A norma cita especificamente figuras históricas que
defenderam a escravatura ou a eugenia ou que praticaram atos de natureza
racista.
“Ao dar visibilidade para determinada pessoa, o Poder
Público avaliza os seus feitos e enaltece o seu legado. A história brasileira
traz inúmeros momentos condenáveis, dentre os quais podem-se destacar o
genocídio dos povos nativos e a escravidão de africanos sequestrados”,
argumentou o autor do projeto, o ex-vereador Chico Alencar, citado no Diário
Carioca.
Na mesma nota, a coautora do projeto, Monica Benicio, do
Partido Socialismo e Liberdade (PSOL), declarou: “É preciso fazer uma
reparação histórica sobre esse período, principalmente para marcar posição
sobre a identidade e a postura que tomamos hoje sobre o Brasil que queremos
daqui para frente”.
“Por isso, a aprovação desse projeto é um passo importante
para promovermos uma sociedade justa e igualitária. Com o racismo não há o que
ser relativizado”, acrescentou.
Em 2020, após a vandalização da estátua do padre António
Vieira, em Lisboa, o Presidente da República, Marcelo Rebelo de Sousa,
considerou ter sido um gesto “verdadeiramente imbecil” contra a memória do
“maior orador português” e “um homem progressista” para a época.

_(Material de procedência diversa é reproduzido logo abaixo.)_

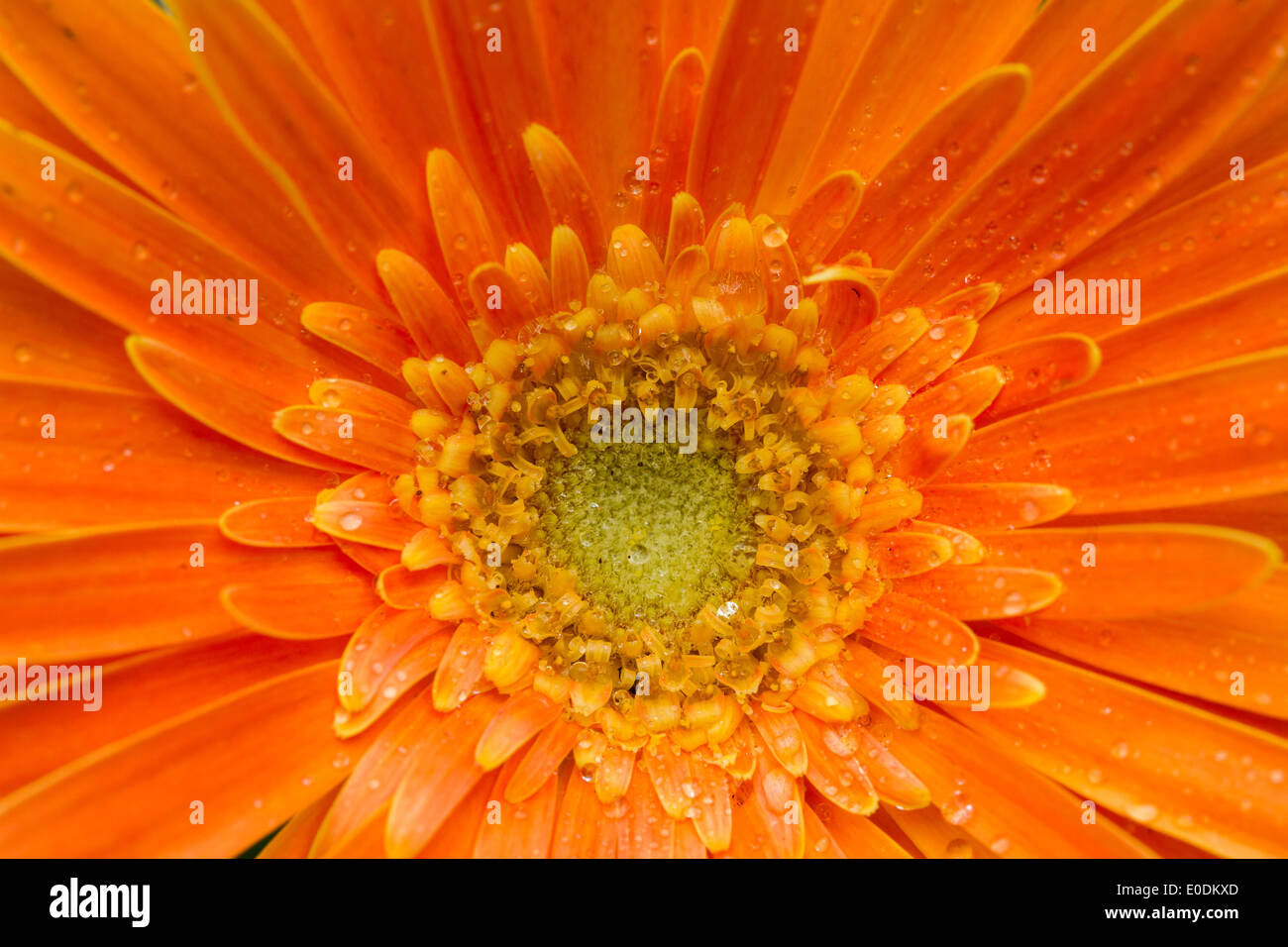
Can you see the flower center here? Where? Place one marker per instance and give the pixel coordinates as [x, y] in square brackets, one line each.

O chefe de Estado manifestou-se contra a vandalização e
destruição de estátuas, em geral, defendendo que a história deve ser assumida
como um todo, e referiu-se em particular à estátua inaugurada em 2017 no Largo
Trindade Coelho, em Lisboa, do padre António Vieira com três crianças
ameríndias, que foi pintada com a palavra “descoloniza” a vermelho.
O Presidente da República acrescentou que o missionário
jesuíta do século XVII “lutou pela independência, foi um grande diplomata, foi
um homem progressista para aquela altura, perseguido pelos colonos portugueses
no Brasil, perseguido pela corte, a certa altura, perseguido pela Inquisição”.
“Foi um homem dos maiores escritores portugueses, foi o
maior orador português”, prosseguiu o chefe de Estado concluindo: “Portanto,
para a sua época, este homem, que era um visionário, ser considerado um exemplo
do que se quer destruir e demolir de memória, de testemunho da nossa História,
é uma coisa imbecil, verdadeiramente imbecil”.